Но это не единственный и даже не самый большой недостаток американского подхода к внешней политике после окончания холодной войны.
Мы смогли участвовать сразу в нескольких небольших (хотя и неразрешимых) вооруженных конфликтах по всему миру, потому что в каждом случае наш противник был намного слабее нас. Но мы также дали неявные гарантии безопасности в тех местах, где у сильной или развивающейся региональной державы были свои, конкурирующие с нашими, интересы. И мы справлялись с этими ситуациями, действуя так, словно намерены защищать определенные страны от масштабных военных угроз, хотя на самом деле никогда не были к этому готовы.
Такой подход к ведению внешней политики работал достаточно хорошо до тех пор, пока никто не разоблачил этот наш блеф.
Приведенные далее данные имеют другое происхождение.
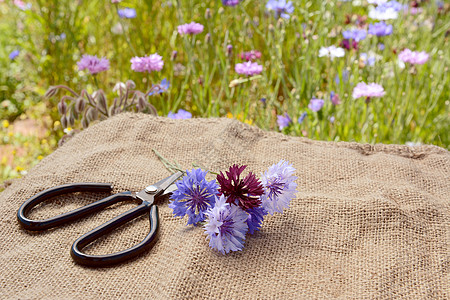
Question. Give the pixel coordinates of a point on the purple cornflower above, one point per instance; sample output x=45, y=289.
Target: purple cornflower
x=279, y=187
x=194, y=196
x=14, y=54
x=230, y=2
x=251, y=55
x=355, y=34
x=149, y=63
x=368, y=90
x=380, y=29
x=226, y=226
x=248, y=68
x=159, y=88
x=334, y=98
x=302, y=118
x=316, y=104
x=281, y=8
x=181, y=114
x=283, y=121
x=413, y=57
x=190, y=28
x=127, y=13
x=93, y=64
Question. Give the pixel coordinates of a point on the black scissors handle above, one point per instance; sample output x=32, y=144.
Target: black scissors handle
x=79, y=244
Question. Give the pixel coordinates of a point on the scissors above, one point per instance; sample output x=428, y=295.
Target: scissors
x=145, y=198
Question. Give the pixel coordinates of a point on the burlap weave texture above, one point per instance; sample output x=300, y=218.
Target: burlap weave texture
x=369, y=222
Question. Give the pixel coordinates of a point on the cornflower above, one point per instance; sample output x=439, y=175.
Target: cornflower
x=149, y=63
x=93, y=64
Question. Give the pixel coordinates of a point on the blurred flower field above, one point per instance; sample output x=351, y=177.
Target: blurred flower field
x=371, y=71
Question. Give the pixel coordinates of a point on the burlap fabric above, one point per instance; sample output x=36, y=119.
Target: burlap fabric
x=369, y=222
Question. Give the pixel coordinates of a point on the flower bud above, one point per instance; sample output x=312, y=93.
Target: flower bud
x=174, y=55
x=63, y=121
x=208, y=14
x=80, y=105
x=130, y=84
x=51, y=92
x=62, y=107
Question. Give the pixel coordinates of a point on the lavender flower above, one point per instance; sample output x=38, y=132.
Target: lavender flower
x=127, y=13
x=413, y=57
x=315, y=104
x=14, y=54
x=283, y=121
x=191, y=28
x=281, y=8
x=380, y=29
x=226, y=226
x=194, y=196
x=149, y=63
x=248, y=68
x=302, y=118
x=230, y=2
x=93, y=64
x=160, y=88
x=355, y=35
x=181, y=114
x=331, y=52
x=368, y=90
x=279, y=187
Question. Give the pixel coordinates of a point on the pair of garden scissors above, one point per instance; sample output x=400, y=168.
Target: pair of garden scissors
x=145, y=198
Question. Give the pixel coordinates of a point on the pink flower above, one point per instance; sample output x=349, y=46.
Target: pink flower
x=413, y=57
x=368, y=90
x=149, y=63
x=191, y=28
x=93, y=64
x=248, y=68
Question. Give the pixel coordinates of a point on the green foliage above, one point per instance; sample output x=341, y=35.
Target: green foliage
x=53, y=35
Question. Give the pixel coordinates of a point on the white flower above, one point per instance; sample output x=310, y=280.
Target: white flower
x=331, y=52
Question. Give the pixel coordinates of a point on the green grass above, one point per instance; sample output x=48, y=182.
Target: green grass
x=414, y=109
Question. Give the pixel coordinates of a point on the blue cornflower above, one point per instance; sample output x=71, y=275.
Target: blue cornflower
x=14, y=54
x=380, y=29
x=181, y=114
x=127, y=13
x=283, y=121
x=159, y=88
x=279, y=187
x=302, y=118
x=226, y=226
x=194, y=196
x=255, y=218
x=355, y=35
x=281, y=8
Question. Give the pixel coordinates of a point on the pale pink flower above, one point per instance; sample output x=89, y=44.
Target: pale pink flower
x=190, y=28
x=413, y=57
x=368, y=90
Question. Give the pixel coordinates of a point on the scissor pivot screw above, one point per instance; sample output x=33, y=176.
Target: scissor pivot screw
x=151, y=189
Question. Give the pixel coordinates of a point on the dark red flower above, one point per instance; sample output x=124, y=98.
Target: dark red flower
x=243, y=192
Наша готовность и способность развернуть свою мощь на Ближний Восток, Южную Азию и Северную Африку всегда работали как предполагаемое свидетельство нашей решимости.
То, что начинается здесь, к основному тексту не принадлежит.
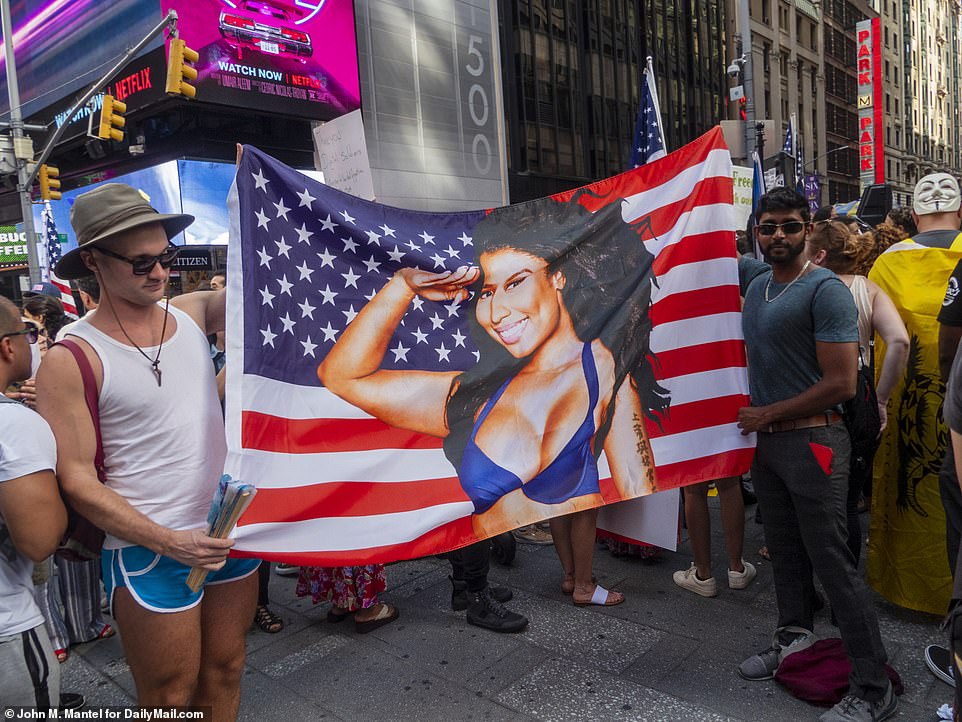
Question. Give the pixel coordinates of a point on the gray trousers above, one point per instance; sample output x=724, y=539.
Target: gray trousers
x=801, y=480
x=29, y=673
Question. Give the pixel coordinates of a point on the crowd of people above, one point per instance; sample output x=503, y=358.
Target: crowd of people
x=97, y=437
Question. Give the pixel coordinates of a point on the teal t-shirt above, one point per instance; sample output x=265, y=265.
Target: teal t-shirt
x=780, y=336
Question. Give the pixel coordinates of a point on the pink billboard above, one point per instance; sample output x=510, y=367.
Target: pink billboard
x=296, y=57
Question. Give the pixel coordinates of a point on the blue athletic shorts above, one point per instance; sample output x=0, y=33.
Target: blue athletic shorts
x=159, y=583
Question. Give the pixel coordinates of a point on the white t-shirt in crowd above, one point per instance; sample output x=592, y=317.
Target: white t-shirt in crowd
x=26, y=447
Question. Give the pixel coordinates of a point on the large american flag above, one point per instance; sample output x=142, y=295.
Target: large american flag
x=51, y=241
x=649, y=140
x=337, y=486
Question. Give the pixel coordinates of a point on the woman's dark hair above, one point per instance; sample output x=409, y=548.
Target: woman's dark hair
x=824, y=213
x=50, y=309
x=607, y=292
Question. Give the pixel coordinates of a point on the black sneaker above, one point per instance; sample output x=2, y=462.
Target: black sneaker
x=855, y=709
x=488, y=612
x=461, y=599
x=939, y=661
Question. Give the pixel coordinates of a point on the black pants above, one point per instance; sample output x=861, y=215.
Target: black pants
x=801, y=480
x=952, y=501
x=470, y=564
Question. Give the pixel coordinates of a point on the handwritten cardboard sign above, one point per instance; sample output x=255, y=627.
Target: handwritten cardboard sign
x=342, y=155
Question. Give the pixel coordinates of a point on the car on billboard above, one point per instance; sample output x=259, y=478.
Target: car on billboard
x=266, y=28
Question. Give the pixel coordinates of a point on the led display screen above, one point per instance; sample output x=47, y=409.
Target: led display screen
x=297, y=57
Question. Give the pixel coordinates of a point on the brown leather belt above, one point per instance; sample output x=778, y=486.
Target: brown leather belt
x=826, y=418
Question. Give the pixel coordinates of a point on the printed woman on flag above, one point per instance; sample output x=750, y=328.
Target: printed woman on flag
x=558, y=308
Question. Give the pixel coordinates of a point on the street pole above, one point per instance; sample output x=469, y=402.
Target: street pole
x=745, y=30
x=20, y=145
Но теперь наши геополитические соперники больше не готовы все время нам уступать. Путин, например, похоже намерен проверить предположение о том, что в российском ближнем зарубежье (на Украине, а также в Грузии и Белоруссии) у России на карту поставлено гораздо больше, чем у нас. И вполне вероятно, что исход этого теста будет в его пользу. Недавний опрос YouGov, проведенный по заказу Института Чарльза Коха, например, свидетельствует, что только 27 процентов американцев поддержали бы войну с Россией из-за ее вторжения на Украину. Неясно даже, сможет ли Европейский союз ввести новые болезненные экономические санкции против России в ответ на такое вторжение — и все это означает, что Путин вполне может победить в своем стремлении остановить расширение НАТО.
Это не помешало некоторым аналитикам выступать за то, чтобы мы продолжали блефовать и дальше, опасаясь, что отступление подтолкнет и Китай в свою очередь проверить, готовы ли мы защитить Тайвань от вторжения. (Некоторые даже зашли так далеко, что вопреки всякому правдоподобию предположили, что, если позволить России вторгнуться в Украину без военных последствий, это полностью разрушит НАТО и поставит нас на тропу к мировой войне.) Но было бы лучше честно признать последствия блефа и отступить на позиции, с которых мы действительно готовы бороться с угрозой войны, предельно ясно продемонстрировав эту решимость нашим геополитическим соперникам.
Мы не можем гарантировать безопасность одновременно и в Восточной Европе, и на Ближнем Востоке, и в Северной Африке, и в Южной, Восточной и Юго-Восточной Азии. Но мы можем использовать нашу по-прежнему внушительную военную и экономическую мощь, чтобы влиять на ход событий в некоторых избранных местах. В каких же именно? США много чего совершили по всему миру после окончания холодной войны. Но мы пока не до конца сделали этот трудный выбор, который всегда приходится делать любой конечной силе.
Кризис на Украине следует рассматривать как возможность взяться за этот болезненный, но необходимый процесс более разумного выбора полей для наших сражений.